About ♥ Contact ♥ Press
Read These
clussster
Flower Child Vintage
Hello, Monkeyface
Maybe Someday We'll be Smarter
Design For Mankind
Smitten Kitchen
My Latest Pin
Archives
How to Deal With Internet Scum, Part 1: Splogs
March 27th, 2011
When it comes to your blog and creating content online, I wouldn’t tell you what to do if your content is stolen, but what to do when your content is stolen. It’s just part of being on the Internet, unfortunately. For this post, I’m focusing on splogs and what to do when someone steals your content.

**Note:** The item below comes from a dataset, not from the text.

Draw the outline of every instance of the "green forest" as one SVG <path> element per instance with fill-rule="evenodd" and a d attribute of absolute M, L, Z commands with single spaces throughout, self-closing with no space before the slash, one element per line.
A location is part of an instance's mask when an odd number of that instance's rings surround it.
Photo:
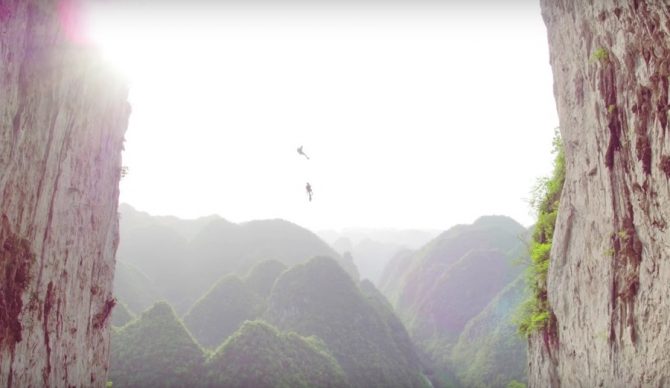
<path fill-rule="evenodd" d="M 256 222 L 245 241 L 222 250 L 218 241 L 240 238 L 244 227 L 221 219 L 166 224 L 123 211 L 122 233 L 153 237 L 145 245 L 129 238 L 119 249 L 114 387 L 524 384 L 526 344 L 514 319 L 535 295 L 525 281 L 535 267 L 524 263 L 532 262 L 537 226 L 486 216 L 418 249 L 378 243 L 387 257 L 375 284 L 360 278 L 351 254 L 294 224 Z M 191 265 L 228 270 L 209 287 L 198 284 L 199 297 L 182 298 L 202 269 L 170 275 L 174 269 L 156 265 L 168 240 L 182 245 L 178 252 L 198 252 Z"/>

This week alone, a few FBFF and FFB members had their content stolen, and my hope is to help others going through the same frustrating situation.
What is a splog?
A “splog” is basically spam+blog and is usually composed of plagiarized articles from around the web. Some splogs are automatic, and scrape content from feeds with bots, and some are manually run, with a site owner copy/pasting whole posts as their own. Some splogs may attempt to get around things by stating that “all posts are copyright of their original authors,” but it still doesn’t make it right. The main purpose for splogs is to make money via Google AdSense, AdWords or other ads.

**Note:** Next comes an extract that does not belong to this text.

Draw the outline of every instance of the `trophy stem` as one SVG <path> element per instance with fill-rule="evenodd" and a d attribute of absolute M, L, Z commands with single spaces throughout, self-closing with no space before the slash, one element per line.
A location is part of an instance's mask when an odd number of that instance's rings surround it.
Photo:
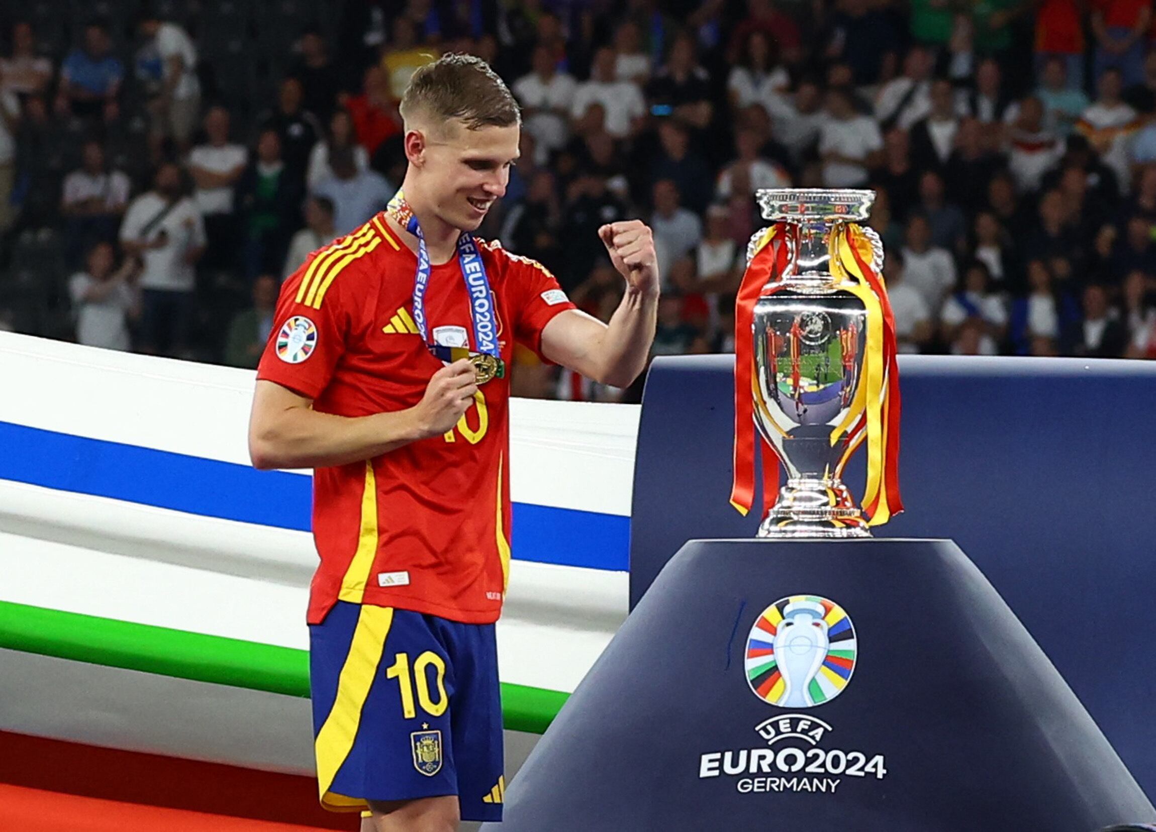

Something to note off the bat is that many times splogs will only take small excerpts of your content while keeping a link back to your site. It’s rare, but if this happens, save yourself the time and pain and let that splog link back to your site. Technically they’re not violating your rights. Sure, what they’re doing may not be ethical, since they’re making money, but you win some and you lose some. Look on the bright side, it’ll diversify your link portfolio.

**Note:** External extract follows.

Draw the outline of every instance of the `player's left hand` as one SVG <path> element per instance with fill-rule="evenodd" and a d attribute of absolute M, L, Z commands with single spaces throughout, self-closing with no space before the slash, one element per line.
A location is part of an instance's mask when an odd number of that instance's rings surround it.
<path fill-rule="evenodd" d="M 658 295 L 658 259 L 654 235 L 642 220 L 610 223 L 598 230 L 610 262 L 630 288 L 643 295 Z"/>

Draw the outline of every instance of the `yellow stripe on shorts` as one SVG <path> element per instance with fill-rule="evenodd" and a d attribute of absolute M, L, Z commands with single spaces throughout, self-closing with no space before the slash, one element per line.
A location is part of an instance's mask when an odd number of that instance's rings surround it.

If the splog is a more serious offender, stealing your content outright with no link in return, please read on.
How to Spot a Splog
Splogs are usually pretty easy to spot off the bat, but here are a few tell-tale signs that what you’re looking at is a splog:
- Things just don’t make sense. Some posts are complete, but others are mix-and-match Frankenstein posts of random words and sentences from different sources.
- Things don’t add up. Take a peek at the archives — you may see an inhuman amount of posts, like 6,402 in one month.
- You might see excerpts from feeds, some with backlinks, some not.
What To Do

1. Contact the splog owner.
If you find that your content is being plagiarized, you should definitely attempt to contact the site owner. Many times contact info can be found in a variety of places, so be sure to check the About page, Contact page, site footer, email forms, author profile pages, etc.
Another neat trick is to check the page’s source code. Sometimes contact info can be in the meta tags or even hidden in a link somewhere (search for “mailto”). You can view a web page’s source code in every browser, and it’s very similar for each:
- Chrome: Click on “View” –> “Developer” –> “View Source”
- Firefox: Click on “View” –> “Page Source”
- Safari: Click on “View” –> “View Source”
- Internet Explorer: Click on “View” –> “Source”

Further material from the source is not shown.